The BBC has said that it intends to extend its online programme catch-up service, iPlayer, to Android mobile devices within the coming week.
The corporation says that it will deploy the service for Android users via the use of its in-house BBC Media Player facility – a secure technological application created by the corporation’s own Future Media division.
The BBC warns Android users, however, that the quality of the service may be compromised by its use of Adobe Air technology to power the app, rather than Adobe Flash. This, it says, is owing to Adobe’s ending of its support for the Android Flash Player earlier this year.
According to Chris Yanda, the iPlayer’s Executive Product Manager:
“No technology is perfect. We’ve seen some of the challenges that other Adobe Air based apps have had in the marketplace and so we have worked hard […] to build the best application we can.”

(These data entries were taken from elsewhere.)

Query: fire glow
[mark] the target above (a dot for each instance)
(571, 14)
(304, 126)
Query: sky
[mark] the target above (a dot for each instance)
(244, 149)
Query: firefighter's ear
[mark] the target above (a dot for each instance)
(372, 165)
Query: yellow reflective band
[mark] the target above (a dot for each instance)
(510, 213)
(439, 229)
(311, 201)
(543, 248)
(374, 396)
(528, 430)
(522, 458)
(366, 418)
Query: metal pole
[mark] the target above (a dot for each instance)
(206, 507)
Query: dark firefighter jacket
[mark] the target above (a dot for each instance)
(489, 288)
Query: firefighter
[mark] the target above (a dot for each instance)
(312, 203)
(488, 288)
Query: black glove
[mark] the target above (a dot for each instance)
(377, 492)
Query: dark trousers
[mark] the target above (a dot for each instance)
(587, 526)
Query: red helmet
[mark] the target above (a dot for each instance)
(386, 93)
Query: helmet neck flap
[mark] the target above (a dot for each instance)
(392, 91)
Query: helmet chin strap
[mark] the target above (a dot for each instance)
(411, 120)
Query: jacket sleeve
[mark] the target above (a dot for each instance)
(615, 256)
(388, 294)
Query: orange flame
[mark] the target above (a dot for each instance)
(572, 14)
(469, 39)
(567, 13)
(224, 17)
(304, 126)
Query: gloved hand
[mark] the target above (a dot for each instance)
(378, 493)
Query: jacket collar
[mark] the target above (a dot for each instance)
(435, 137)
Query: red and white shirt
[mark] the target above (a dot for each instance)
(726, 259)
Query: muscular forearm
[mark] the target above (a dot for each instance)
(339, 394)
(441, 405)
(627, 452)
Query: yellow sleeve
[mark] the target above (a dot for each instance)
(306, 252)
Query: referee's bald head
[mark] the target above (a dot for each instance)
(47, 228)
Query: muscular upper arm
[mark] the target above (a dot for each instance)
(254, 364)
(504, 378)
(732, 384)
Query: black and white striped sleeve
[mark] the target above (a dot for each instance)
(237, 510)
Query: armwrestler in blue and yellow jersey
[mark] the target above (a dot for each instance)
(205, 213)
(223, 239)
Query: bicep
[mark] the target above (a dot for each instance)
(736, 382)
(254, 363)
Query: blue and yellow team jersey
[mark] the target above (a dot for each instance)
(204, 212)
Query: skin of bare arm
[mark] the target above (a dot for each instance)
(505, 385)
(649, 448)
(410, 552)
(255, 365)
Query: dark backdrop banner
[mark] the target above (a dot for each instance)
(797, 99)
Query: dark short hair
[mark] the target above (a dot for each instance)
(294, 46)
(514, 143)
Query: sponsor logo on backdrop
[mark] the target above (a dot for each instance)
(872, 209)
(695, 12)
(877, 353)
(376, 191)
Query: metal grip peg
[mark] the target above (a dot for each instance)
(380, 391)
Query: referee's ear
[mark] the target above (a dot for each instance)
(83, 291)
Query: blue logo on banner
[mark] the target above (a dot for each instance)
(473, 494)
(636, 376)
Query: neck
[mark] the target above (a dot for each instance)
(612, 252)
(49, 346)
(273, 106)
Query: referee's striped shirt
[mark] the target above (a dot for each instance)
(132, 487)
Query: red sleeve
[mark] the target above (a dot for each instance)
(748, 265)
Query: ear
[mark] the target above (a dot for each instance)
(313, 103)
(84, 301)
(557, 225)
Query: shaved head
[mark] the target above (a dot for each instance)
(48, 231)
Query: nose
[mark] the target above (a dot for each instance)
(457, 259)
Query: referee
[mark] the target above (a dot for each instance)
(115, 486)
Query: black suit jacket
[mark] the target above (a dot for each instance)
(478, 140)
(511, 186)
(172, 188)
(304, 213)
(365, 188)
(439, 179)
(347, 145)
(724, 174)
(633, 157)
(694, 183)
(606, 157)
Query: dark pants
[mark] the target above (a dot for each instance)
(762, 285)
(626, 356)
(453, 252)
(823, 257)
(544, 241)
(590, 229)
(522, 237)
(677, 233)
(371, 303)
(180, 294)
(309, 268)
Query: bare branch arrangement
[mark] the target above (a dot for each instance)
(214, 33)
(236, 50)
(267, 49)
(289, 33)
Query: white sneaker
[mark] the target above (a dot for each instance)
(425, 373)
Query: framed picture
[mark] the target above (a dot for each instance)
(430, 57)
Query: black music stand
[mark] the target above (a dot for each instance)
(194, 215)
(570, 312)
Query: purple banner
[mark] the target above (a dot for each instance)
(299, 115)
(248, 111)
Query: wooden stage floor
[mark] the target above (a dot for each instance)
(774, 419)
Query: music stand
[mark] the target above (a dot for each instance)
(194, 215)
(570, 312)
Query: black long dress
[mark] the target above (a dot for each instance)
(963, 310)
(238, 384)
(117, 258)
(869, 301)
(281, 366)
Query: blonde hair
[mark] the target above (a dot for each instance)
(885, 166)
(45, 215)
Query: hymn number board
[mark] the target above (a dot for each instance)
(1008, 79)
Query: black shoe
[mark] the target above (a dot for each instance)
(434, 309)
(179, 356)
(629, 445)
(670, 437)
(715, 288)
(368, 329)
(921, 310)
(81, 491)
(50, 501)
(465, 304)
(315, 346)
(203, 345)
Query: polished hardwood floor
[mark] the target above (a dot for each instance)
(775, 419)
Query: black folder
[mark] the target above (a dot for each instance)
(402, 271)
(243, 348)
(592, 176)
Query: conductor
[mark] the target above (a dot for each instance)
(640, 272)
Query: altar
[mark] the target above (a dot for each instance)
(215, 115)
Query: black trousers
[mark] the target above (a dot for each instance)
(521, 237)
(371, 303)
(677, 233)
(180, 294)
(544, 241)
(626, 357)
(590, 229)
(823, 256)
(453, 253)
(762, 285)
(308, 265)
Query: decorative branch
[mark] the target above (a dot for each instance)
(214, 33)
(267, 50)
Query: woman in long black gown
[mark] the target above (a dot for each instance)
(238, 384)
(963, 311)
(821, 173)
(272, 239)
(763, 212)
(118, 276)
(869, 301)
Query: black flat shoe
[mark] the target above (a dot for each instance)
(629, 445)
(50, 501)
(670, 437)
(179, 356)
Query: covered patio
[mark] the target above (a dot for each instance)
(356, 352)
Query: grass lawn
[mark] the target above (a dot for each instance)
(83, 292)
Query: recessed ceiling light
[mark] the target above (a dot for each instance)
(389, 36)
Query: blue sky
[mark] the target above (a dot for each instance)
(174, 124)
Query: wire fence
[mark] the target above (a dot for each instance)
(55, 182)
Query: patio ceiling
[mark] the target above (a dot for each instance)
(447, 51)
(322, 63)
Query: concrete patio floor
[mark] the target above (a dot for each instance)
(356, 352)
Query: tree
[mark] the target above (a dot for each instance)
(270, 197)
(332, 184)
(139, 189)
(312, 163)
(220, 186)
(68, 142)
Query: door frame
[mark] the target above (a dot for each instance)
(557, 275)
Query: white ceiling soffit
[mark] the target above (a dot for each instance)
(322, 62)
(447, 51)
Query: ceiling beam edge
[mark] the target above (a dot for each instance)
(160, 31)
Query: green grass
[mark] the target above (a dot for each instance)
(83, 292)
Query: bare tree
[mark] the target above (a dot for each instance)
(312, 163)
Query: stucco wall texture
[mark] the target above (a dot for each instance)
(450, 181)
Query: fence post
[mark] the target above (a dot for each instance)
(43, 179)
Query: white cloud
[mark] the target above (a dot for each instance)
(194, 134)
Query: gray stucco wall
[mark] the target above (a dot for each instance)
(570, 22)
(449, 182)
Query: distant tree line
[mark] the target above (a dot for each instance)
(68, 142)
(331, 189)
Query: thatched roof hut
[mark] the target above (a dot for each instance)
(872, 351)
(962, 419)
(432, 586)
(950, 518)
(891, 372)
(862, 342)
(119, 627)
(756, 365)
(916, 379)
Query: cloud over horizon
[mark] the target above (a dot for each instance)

Some commentators have pointed to a reluctance up until now on the part of the BBC to deploy iPlayer for Android, owing to the difficulty in developing an application which meets the demands of its rights holders. This is an issue which, it is said, the Corporation does not have in regard to iOS (iPhone).
Once the new Android app does get off the ground however, it will have the potential to reach a great many more viewers – given figures showing that 57.2 per cent of all UK smartphone sales during the second quarter of 2012 were attributable to Android – compared with just 25.6 per cent for the iPhone.